RE: [BUG] wifi: rtw88: Hard system freeze on RTL8821CE when power_save is enabled (LPS/ASPM conflict)
From: Ping-Ke Shih
Date: Tue Mar 10 2026 - 22:24:08 EST
Ping-Ke Shih <pkshih@xxxxxxxxxxx> wrote:
>
> LB F <goainwo@xxxxxxxxx> wrote:
> >
> > Hi Ping-Ke,
> >
> > Thank you for the incredibly fast response and assistance!
> >
> > > Can you dig kernel log (by netconsole or ramoops) if something useful?

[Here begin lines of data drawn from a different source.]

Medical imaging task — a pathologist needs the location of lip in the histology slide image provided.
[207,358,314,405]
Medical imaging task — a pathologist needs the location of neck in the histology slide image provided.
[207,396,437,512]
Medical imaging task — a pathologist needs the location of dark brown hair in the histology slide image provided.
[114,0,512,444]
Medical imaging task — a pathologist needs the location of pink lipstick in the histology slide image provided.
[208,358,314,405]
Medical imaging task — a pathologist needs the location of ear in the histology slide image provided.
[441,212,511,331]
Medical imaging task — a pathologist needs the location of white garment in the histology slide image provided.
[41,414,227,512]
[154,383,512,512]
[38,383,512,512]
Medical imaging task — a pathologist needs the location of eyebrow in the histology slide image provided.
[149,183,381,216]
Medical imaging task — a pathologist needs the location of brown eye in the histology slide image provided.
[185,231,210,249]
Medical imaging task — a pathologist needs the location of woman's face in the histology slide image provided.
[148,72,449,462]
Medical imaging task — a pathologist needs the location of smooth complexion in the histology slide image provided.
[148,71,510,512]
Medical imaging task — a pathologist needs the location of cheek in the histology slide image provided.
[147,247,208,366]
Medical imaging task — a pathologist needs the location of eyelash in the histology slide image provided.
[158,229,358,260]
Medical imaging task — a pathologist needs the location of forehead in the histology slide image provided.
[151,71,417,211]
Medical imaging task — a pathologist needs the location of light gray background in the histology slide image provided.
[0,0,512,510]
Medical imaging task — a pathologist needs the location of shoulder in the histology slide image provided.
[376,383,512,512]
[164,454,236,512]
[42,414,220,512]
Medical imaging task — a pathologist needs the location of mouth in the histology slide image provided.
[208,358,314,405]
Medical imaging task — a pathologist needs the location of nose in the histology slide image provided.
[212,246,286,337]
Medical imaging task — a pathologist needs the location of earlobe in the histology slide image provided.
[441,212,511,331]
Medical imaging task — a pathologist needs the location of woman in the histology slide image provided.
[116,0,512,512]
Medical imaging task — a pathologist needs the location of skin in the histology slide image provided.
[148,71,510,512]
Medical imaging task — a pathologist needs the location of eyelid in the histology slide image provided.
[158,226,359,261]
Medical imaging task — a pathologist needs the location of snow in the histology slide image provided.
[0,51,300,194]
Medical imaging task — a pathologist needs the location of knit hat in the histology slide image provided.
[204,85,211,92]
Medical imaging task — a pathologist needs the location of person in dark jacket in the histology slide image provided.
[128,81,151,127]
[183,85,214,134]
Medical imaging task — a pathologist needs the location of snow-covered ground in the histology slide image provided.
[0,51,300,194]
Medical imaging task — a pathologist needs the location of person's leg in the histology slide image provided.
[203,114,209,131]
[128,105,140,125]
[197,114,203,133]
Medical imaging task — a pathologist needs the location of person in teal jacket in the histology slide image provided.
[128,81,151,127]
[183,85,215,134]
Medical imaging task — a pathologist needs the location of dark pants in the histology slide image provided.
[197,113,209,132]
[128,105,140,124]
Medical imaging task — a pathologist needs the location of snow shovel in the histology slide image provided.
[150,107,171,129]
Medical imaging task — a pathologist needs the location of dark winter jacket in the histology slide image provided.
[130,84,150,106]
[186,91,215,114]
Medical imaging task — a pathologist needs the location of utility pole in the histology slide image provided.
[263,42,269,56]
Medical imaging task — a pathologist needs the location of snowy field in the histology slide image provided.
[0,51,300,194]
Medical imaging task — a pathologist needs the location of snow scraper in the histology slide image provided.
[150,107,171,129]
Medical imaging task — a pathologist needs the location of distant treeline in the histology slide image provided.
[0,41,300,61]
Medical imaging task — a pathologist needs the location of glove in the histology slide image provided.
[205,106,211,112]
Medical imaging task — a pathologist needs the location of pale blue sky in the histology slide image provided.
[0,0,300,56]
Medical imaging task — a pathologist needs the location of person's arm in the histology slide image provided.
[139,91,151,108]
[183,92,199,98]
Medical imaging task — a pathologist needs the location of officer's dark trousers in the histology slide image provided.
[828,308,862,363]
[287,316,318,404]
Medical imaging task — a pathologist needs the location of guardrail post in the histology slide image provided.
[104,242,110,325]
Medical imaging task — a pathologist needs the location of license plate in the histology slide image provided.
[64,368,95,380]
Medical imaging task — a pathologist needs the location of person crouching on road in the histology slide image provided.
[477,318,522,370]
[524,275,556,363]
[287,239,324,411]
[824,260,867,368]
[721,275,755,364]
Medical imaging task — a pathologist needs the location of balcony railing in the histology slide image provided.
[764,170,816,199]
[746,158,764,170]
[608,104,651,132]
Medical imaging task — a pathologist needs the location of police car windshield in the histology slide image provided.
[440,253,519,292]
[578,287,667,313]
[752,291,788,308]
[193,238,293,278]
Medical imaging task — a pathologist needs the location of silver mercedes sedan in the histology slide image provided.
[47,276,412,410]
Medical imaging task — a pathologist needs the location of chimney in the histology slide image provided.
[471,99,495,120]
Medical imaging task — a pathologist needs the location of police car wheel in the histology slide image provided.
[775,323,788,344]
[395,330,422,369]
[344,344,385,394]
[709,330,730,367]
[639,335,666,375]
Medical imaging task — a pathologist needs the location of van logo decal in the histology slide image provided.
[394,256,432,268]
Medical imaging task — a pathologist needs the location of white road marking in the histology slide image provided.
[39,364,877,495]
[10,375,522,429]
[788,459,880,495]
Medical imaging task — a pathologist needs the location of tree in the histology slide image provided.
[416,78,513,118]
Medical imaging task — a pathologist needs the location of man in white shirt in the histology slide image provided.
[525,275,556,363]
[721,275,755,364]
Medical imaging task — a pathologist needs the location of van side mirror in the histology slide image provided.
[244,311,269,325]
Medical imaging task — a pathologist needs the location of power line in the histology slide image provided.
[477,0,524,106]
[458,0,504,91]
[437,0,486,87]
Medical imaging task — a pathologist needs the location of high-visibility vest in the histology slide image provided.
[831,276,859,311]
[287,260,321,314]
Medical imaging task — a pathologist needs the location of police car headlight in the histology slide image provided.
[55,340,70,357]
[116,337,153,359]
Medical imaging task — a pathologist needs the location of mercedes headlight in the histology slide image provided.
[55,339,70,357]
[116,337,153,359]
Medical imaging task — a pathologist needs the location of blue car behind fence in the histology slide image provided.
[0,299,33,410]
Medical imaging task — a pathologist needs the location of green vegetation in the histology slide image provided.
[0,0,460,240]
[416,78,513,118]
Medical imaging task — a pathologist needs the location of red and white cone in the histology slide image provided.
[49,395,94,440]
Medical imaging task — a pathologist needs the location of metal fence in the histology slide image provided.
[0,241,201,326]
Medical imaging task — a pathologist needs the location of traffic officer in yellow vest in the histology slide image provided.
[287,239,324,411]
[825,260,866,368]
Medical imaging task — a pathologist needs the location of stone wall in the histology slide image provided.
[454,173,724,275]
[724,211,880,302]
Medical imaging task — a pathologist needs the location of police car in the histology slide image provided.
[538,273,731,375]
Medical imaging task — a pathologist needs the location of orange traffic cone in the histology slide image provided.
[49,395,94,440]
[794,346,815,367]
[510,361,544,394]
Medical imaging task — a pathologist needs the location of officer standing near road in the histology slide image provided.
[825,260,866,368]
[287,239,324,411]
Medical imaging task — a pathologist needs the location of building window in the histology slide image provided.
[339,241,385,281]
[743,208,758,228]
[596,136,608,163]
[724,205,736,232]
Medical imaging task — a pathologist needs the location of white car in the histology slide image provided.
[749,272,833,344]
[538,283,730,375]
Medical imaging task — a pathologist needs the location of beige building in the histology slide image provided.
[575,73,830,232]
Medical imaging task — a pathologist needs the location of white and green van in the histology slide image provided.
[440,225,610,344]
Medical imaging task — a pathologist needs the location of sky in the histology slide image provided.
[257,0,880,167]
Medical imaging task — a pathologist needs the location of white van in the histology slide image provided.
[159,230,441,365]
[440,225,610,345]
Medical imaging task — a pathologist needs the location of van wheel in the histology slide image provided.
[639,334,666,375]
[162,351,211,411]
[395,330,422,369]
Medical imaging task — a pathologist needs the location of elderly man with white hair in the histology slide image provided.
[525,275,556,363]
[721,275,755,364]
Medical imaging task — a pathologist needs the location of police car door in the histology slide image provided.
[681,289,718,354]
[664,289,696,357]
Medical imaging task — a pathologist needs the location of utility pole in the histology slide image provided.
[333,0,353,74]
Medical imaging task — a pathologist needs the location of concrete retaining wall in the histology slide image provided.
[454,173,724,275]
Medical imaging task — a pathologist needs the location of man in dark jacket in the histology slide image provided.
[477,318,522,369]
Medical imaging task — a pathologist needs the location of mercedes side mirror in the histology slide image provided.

> > > I'd like to know this is hardware level freeze or kernel can capture something
> > wrong.
> >
> > I managed to pull a call trace from a historic journald log just
> > before the system hung. The kernel gets trapped in an IRQ thread
> > inside `rtw_pci_interrupt_threadfn`, calling up into `mac80211`
> > `ieee80211_rx_list` before everything freezes. Here is the relevant
> > snippet:
> >
> > ```text
> > Call Trace:
> > <IRQ>
> > ? __alloc_skb+0x23a/0x2a0
> > ? __alloc_skb+0x10c/0x2a0
> > ? __pfx_irq_thread_fn+0x10/0x10
> > [ ... truncated module list ... ]
> > Tainted: G W I 6.19.6-2-cachyos #1 PREEMPT(full)
> > Hardware name: HP HP Notebook/81F0, BIOS F.50 11/20/2020
> > RIP: 0010:ieee80211_rx_list+0x1012/0x1020 [mac80211]
> > CPU: 2 UID: 0 PID: 765 Comm: irq/56-rtw88_pc
> > rtw_pci_interrupt_threadfn+0x239/0x310 [rtw88_pci]
> > ```
> >
> > It behaves exactly like a PCIe bus deadlock or a hardware fault that
> > eventually brings down the CPU handling the IRQ.
>
> I wonder if there is a malformed data, causing this trace and the leads
> kernel freezes. If we can do validation on RX data before calling
> ieee80211_rx_list(), maybe trace disappears and everything will be fine?
> Even no need workaround.
>
> >
> > > Are these totally needed to workaround the problem? Or disable_aspm is enough?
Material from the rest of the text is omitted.